We all know how it happens. The Bill has come from another place; Ministers who have served in the Home Office and other departments will honestly admit this. I dealt with about 20 Bills when I was in the Home Office. The Bill team and civil servants would come in and say, “Here’s the Bill, Minister”, and we would look at the general politics of it. Then they would say, “Oh, by the way, there are some delegated powers there. When you’re ready to come back again to tweak it, we can deal with it”. We all said, “Yes, jolly good; carry on”, but never paid any attention to them. I am certain that the Bill team in the Commons—the civil servants drafting the Bill—did not, and nor did the Commons Ministers. It came here and this bunch of Lordships have got a bit upset, and I suspect others will too.

I say to my noble friend the Minister to go back, as other Lords Ministers have to do, and explain to Ministers in the Commons and the Bill team—the Bill team thinks it is sacrosanct; it has drafted it and does not like people mucking around with it—that that bunch up the Corridor will want some concessions. My political antennae tell me that on Report there may be a few amendments made by noble Lords on all sides—amendments I might not approve of at all—but if we want to get somewhere, the Commons should make concessions on this, because they are really sensible.

Before I comment on the two amendments, I will give one example. We criticise the provisions on serious disruption; I think the noble and learned Lord, Lord Judge, wishes to remove them from the Bill. We say in our report that the Government have been able to draft a half-page statutory instrument describing serious disruption. If the Government can draft it there, stick it in the Bill, for goodness’ sake, and then it can be amended later.

That is enough general criticism. I apologise to my noble friend as she has to take it all the time, but other departments have been infinitely worse in some of their inappropriate delegations.

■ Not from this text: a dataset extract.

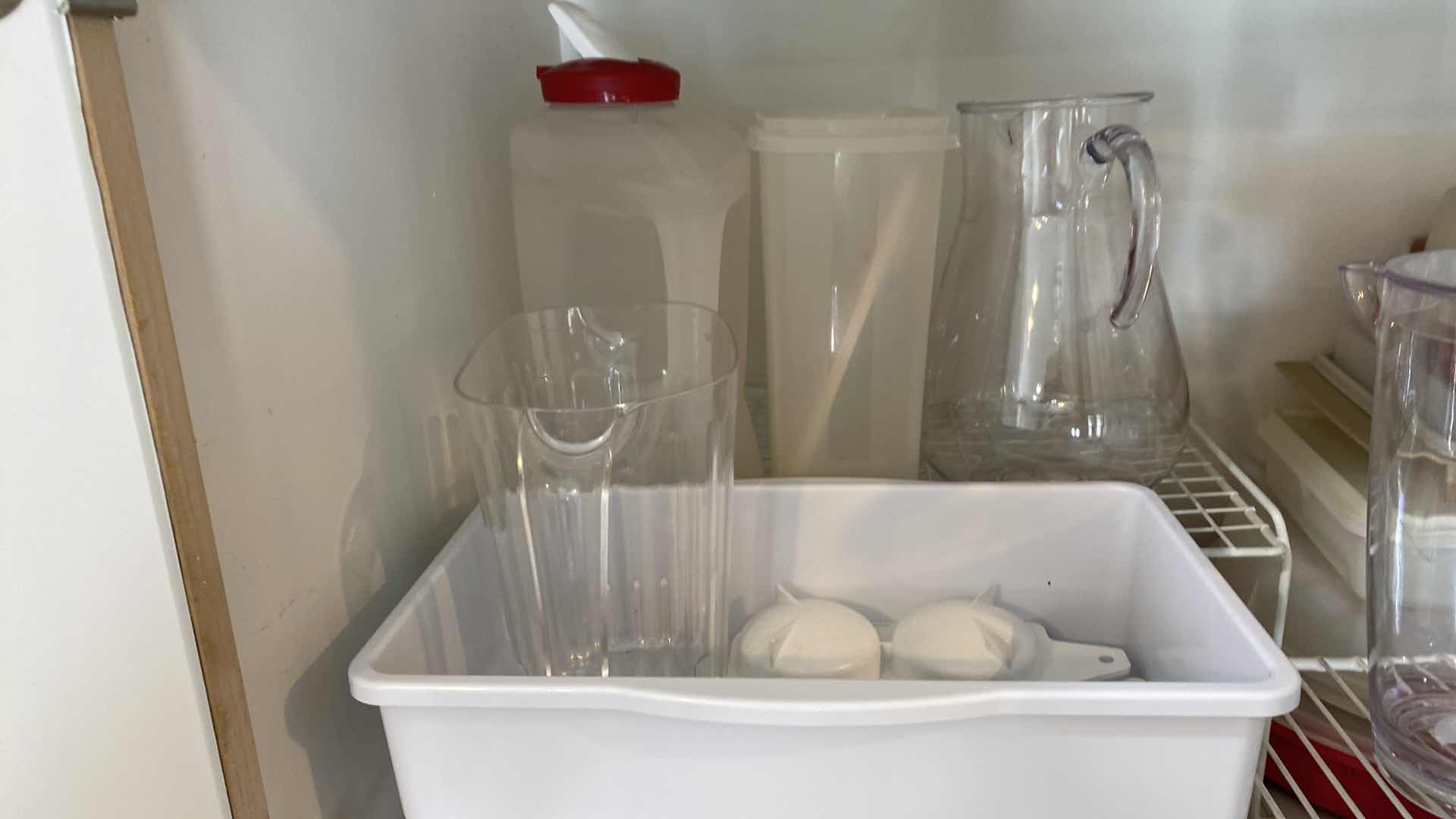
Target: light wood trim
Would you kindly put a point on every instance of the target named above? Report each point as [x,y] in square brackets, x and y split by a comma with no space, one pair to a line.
[1329,400]
[139,271]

The Home Office is not the worst offender.

Clauses 7(9) and 8(9)

“make provision for or in connection with the publication and dissemination of a strategy”

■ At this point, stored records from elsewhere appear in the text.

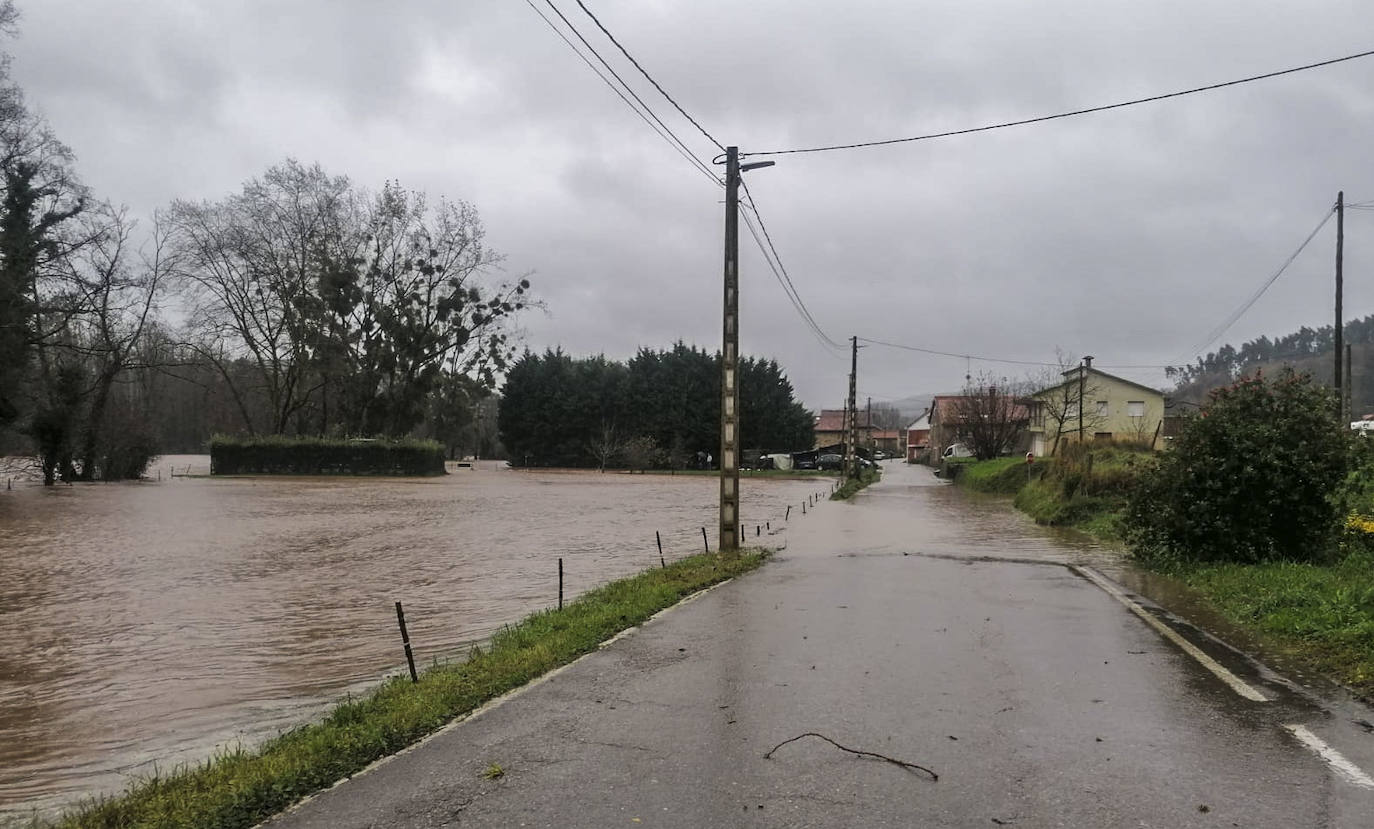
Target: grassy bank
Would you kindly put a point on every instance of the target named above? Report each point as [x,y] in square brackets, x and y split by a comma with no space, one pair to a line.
[1083,487]
[1323,615]
[855,484]
[241,788]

to reduce serious violence. Clauses 7 and 8 allow collaboration between authorities and a local government area

“to prevent and reduce serious violence”,

including to

“prepare and implement a strategy for exercising their functions”—

all good stuff.

Under Clauses 7 and 8, a strategy

“may specify an action to be carried out by … an educational authority … a prison authority … or … a youth custody authority”,

and such authorities are under a duty to carry out the specified actions. However, there is no requirement for such a strategy to be published; instead, the Secretary of State has the power, exercisable by regulations subject to the negative procedure, to

“make provision for or in connection with the publication and dissemination of a strategy”.

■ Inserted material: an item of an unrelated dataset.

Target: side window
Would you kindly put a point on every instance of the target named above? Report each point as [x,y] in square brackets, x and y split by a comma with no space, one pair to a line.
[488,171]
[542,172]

This power would appear to allow the Secretary of State to provide that a strategy need not be published if she so wished, or even to decide not to make a provision about publication at all. That does not make sense to us. My committee is

“concerned that the absence of a requirement to publish means that a strategy can have legislative effect—by placing educational authorities, prison authorities and youth custody authorities under a statutory duty to do things specified in it—but without appropriate transparency.”

We therefore recommend

“that the delegated powers in clauses 7(9) and 8(9) should be amended”—

that is, tweaked a wee bit—

“to require the publication of any action which is specified in a ‘strategy’ as one that an educational authority, a prison authority or a youth custody authority must carry out.”

That is a minor tweak—actually, so are many of the other things we recommend. We may be scathing in the report, but we are not asking that fundamental bits of the Bill be deleted or rewritten completely; we are merely asking for more transparency. Putting more things on the face of the Bill will save the Government rather a lot of grief in this House later on.